Deuxièmement, l’outil d’évaluation de la politique du bnb a été conçu pour aider la Commission bnb. Il s’agit d’un organe puissant qui orchestre le processus de planification de l’économie du Bhoutan en évaluant les politiques et les projets par leurs effets, à travers 22 variables reflétant les 9 domaines mentionnés précédemment. Cet outil de sélection a joué un rôle important dans le refus du Bhoutan d’adhérer à l’omc, ainsi que dans la limitation de l’exploitation de ses réserves minérales.
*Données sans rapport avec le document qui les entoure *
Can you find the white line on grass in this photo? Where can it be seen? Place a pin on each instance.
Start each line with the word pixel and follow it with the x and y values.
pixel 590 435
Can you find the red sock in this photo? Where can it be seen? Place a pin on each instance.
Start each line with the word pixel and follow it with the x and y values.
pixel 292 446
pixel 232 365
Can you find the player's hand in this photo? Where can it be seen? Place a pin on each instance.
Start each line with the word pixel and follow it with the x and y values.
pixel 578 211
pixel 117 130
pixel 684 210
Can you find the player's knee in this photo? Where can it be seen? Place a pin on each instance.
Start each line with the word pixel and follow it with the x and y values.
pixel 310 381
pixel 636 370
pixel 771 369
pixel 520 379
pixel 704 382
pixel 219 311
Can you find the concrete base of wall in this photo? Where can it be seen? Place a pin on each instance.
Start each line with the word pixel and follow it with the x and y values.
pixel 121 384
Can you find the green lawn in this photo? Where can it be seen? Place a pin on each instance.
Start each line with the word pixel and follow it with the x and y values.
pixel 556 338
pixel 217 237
Comme exemple de « bnb profond en pratique », on peut citer la Samdrup Jongkhar Initiative (sji), lancée en 2010 par un enseignant religieux progressiste, Dzongsar Jamyang Khyentse Rinpoche, dans une zone rurale négligée du pays. La sji, qui est actuellement dirigée par une femme influente de la région, Neten Zangmo, a été conçue comme une initiative ascendante pouvant être étendue à l’ensemble du pays. Elle vise à instaurer la souveraineté et l’autosuffisance alimentaires grâce à l’agriculture biologique ; à protéger l’environnement grâce à une campagne « zéro déchet » ; à renforcer les communautés ; à éduquer les jeunes ; et à encourager la participation des citoyens et des citoyennes au processus décisionnel.
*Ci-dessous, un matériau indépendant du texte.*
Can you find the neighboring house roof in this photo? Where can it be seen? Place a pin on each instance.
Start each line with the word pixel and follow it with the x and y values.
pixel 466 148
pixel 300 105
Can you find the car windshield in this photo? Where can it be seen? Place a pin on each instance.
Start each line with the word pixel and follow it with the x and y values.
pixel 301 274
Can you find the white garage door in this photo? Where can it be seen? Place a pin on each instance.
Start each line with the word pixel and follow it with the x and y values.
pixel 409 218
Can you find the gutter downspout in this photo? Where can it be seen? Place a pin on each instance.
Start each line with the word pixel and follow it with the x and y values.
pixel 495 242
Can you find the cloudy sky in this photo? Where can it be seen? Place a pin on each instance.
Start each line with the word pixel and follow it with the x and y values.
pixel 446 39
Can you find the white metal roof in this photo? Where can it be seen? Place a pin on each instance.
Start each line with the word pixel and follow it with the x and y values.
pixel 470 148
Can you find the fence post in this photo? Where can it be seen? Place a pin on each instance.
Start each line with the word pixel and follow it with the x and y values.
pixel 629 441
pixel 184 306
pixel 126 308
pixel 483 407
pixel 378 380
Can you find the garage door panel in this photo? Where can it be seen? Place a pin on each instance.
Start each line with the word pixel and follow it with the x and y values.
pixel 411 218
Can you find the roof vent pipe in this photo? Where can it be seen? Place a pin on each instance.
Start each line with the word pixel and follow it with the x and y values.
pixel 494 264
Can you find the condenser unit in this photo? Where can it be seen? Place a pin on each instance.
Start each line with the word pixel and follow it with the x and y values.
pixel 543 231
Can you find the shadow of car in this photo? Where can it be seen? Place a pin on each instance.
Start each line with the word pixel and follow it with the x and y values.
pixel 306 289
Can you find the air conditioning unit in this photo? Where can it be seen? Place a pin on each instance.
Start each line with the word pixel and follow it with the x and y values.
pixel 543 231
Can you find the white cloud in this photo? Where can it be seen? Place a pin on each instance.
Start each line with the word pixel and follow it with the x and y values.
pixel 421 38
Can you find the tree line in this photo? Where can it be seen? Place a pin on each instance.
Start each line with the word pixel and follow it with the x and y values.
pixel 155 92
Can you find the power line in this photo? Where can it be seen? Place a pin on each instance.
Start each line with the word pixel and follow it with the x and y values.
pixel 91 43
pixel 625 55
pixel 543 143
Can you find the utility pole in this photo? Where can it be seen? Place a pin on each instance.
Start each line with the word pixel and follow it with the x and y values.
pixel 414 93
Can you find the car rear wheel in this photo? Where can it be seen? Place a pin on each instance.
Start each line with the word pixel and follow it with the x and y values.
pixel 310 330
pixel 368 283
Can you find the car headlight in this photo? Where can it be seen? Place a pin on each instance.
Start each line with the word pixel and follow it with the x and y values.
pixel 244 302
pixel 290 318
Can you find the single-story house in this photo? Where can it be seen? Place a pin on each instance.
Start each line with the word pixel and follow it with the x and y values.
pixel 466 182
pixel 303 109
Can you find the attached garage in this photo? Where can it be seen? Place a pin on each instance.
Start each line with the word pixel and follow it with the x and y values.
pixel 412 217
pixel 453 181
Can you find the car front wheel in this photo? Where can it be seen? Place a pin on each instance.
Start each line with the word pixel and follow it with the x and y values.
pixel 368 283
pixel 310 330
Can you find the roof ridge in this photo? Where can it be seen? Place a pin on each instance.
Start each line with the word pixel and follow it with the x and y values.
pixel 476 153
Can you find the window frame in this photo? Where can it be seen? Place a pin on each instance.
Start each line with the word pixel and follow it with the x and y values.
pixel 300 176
Un autre exemple de « bnb profond » pourrait être la formation aux valeurs humaines universelles – remarquablement cohérente avec les approches de l’éthique bouddhiste et de la psychologie des profondeurs –, qui est proposée dans tous les établissements d’enseignement supérieur du pays. Cette formation de plusieurs jours propose une méthode systématique encourageant les participants et participantes à mieux se comprendre et à mieux comprendre leur relation avec les autres et l’environnement. Elle vise à montrer en quoi cette compréhension, un sentiment juste en soi, l’absence de peur dans la vie en société et la coexistence avec la nature sont la base de l’harmonie et donc du « bonheur ». Malheureusement, une confusion profondément enracinée règne, de sorte qu’il est affirmé que l’argent et l’accumulation de biens matériels occupent une place centrale, ce qui conduit à diverses formes de domination, de peur et d’exploitation.
Dans une perspective post-développement, je dirais que la principale contribution originale du bnb – et peut-être aussi le défi le plus difficile qu’il doit relever – est d’incorporer les questionnements existentiels « intérieurs » en relation avec la psychologie et la spiritualité. À une époque où la plupart des problèmes « extérieurs » urgents sont relativement bien compris par de nombreuses personnes, les interrogations « intérieures » – comme celles qui concernent les « besoins réels », l’« épanouissement existentiel », la « fausse conscience » et le « conditionnement social » – sont beaucoup plus complexes et largement sous-exploitées, et pourtant essentielles pour une recherche et une action efficaces. Le militantisme radical a un besoin crucial d’une plus grande compréhension intérieure.